The tide had come up while John Chidlaw was telling his story, and his little boat slid off the bar directly, when, taking up the oars, he soon brought her to land.
"Bless your dear heart, John!" says Rose, pointing back to the boat's name, as he handed her ashore, "would you believe I was so stupid as not to see that the name o' your wessel was the same as my own? I read it the Rose Rolling, to be sure!"
But John maintained that she was not stupid a single bit nor mite, but, on the contrary, smart altogether beyond the common. "To come so nigh the truth," says he, "and yet not get hold on 't, arter all, is a leetle the slickest thing yet!"
And then he told, as they walked home together,—he with three bandboxes in one arm, and her on the other,—all about his weary years of hardship and poverty, and all about the beginning of his good fortune, the running away of the horse and of the little girl who drew him after her, because she reminded him so much of Rose herself as she used to be when he looked down upon her so fondly from the roof in Baker's Row,—told her of the child's father, and how he set him up in business,—of his prosperity since, ending with her taking passage with him, which he said was the best fortune of all.
"That was luck," says he, "that no words can shadder forth!" And then he said, "I oughtn't to call it luck, my dear; it was just an intervention of Divine Providence!" Then he corrected himself. "An interwention o' Diwine Providence," says he,—"that's what it was!" And he hugged the very bandboxes till he fairly stove them in.
About a month after this blessed luck, the milliner's shop was closed one day at an unusually early hour, and the white-muslin curtains at the parlor windows above might have been noticed to nutter and sway, as with some gay excitement indoors.
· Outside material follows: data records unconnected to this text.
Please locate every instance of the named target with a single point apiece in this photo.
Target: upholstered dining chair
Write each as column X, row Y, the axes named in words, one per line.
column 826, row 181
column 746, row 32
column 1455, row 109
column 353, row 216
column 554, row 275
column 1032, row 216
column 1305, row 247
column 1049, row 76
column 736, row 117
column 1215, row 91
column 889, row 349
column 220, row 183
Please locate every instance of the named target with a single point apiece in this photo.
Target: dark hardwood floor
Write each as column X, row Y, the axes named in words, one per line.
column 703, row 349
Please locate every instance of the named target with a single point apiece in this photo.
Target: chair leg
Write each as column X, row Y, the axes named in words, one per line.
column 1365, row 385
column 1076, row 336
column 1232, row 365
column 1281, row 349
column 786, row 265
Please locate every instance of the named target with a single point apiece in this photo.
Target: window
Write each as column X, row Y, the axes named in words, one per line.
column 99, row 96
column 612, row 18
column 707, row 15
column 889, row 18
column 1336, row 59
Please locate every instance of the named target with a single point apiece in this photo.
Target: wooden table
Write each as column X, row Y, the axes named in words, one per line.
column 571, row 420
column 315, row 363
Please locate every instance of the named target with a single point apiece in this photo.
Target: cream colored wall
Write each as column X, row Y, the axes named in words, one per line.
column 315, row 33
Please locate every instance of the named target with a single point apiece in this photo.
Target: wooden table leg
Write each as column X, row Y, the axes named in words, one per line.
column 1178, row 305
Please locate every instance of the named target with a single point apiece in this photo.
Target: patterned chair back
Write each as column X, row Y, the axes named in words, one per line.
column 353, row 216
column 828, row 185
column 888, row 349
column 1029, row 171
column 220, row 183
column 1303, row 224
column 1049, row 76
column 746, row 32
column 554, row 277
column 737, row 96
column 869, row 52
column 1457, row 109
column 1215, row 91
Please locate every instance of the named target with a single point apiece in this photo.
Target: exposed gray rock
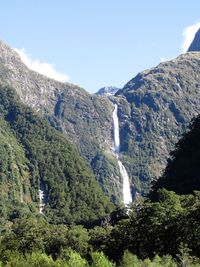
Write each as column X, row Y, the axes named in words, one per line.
column 107, row 90
column 195, row 45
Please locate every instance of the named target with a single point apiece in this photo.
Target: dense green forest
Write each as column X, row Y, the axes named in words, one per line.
column 162, row 229
column 33, row 154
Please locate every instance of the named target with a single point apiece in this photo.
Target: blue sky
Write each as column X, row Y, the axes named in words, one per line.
column 96, row 43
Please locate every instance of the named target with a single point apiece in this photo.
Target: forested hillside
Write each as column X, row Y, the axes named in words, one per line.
column 35, row 156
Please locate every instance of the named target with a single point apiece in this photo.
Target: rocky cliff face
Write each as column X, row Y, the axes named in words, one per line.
column 108, row 90
column 195, row 45
column 154, row 109
column 85, row 119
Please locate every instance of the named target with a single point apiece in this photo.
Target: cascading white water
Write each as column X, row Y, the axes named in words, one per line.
column 127, row 198
column 41, row 198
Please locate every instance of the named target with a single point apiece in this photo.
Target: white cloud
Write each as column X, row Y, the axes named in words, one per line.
column 164, row 59
column 41, row 67
column 188, row 34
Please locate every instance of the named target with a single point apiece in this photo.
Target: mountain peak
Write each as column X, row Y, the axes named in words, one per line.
column 108, row 90
column 195, row 45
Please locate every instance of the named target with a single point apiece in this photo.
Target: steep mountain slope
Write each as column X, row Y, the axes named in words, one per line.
column 156, row 108
column 195, row 45
column 35, row 156
column 107, row 90
column 182, row 173
column 85, row 119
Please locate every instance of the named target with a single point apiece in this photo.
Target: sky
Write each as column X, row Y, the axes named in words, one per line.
column 97, row 43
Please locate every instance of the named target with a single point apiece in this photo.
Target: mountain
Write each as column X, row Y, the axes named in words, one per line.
column 107, row 90
column 195, row 45
column 85, row 119
column 182, row 172
column 154, row 109
column 36, row 157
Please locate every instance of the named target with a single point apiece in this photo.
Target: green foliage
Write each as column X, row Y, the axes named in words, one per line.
column 33, row 155
column 182, row 172
column 100, row 260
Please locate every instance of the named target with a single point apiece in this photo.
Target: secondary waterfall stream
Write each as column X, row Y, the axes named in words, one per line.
column 127, row 197
column 41, row 199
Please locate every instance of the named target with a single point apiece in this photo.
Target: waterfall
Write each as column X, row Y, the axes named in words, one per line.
column 41, row 199
column 127, row 198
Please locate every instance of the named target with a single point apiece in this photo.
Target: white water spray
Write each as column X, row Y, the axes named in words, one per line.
column 127, row 198
column 41, row 198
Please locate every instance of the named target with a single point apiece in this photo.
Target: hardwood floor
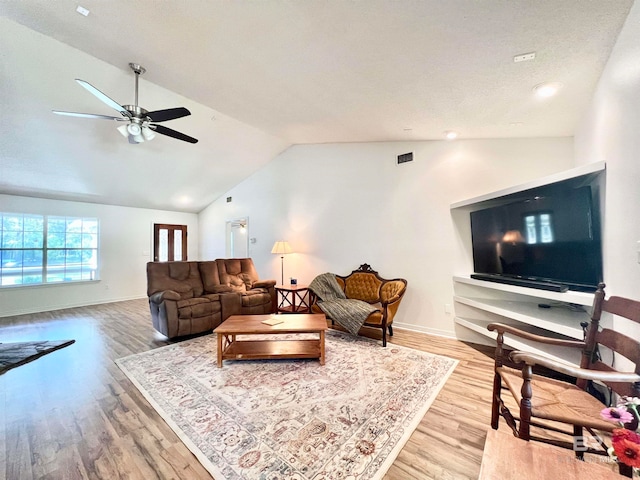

And so indeed there was. John had taken his Rose for good and all, and the little parlor was full of glad hearts and merry feet. All the milliner's apprentices and sewing-girls of the neighborhood were there, bright as so many butterflies, laughing, and nodding, and whispering one another, and dropping their eyes before the young sailors, and teamsters, and other fine fellows, who were serving them with a generosity that was only equalled by their admiration. Coffee, cakes, cheese, chowder, bottled beer, fruits, and hot bannocks,—the lasses had them all at once, and the lads would have been glad to give them even more.
And John, grown ten years younger that day, kept all the while (being forced to turn his head away now and then to receive congratulations) one foot under the table, and against the soft slipper and silken stocking of Rose, lest at any moment she might be caught up into heaven, and so vanish out of his sight; and she, in turn, kept fond watch of him, pressing the oranges upon him with almost importunate solicitude. Perhaps she remembered that one which he had parted with for her sake, when he used to look down upon her from the roof of Baker's Row with such hopeless and helpless admiration.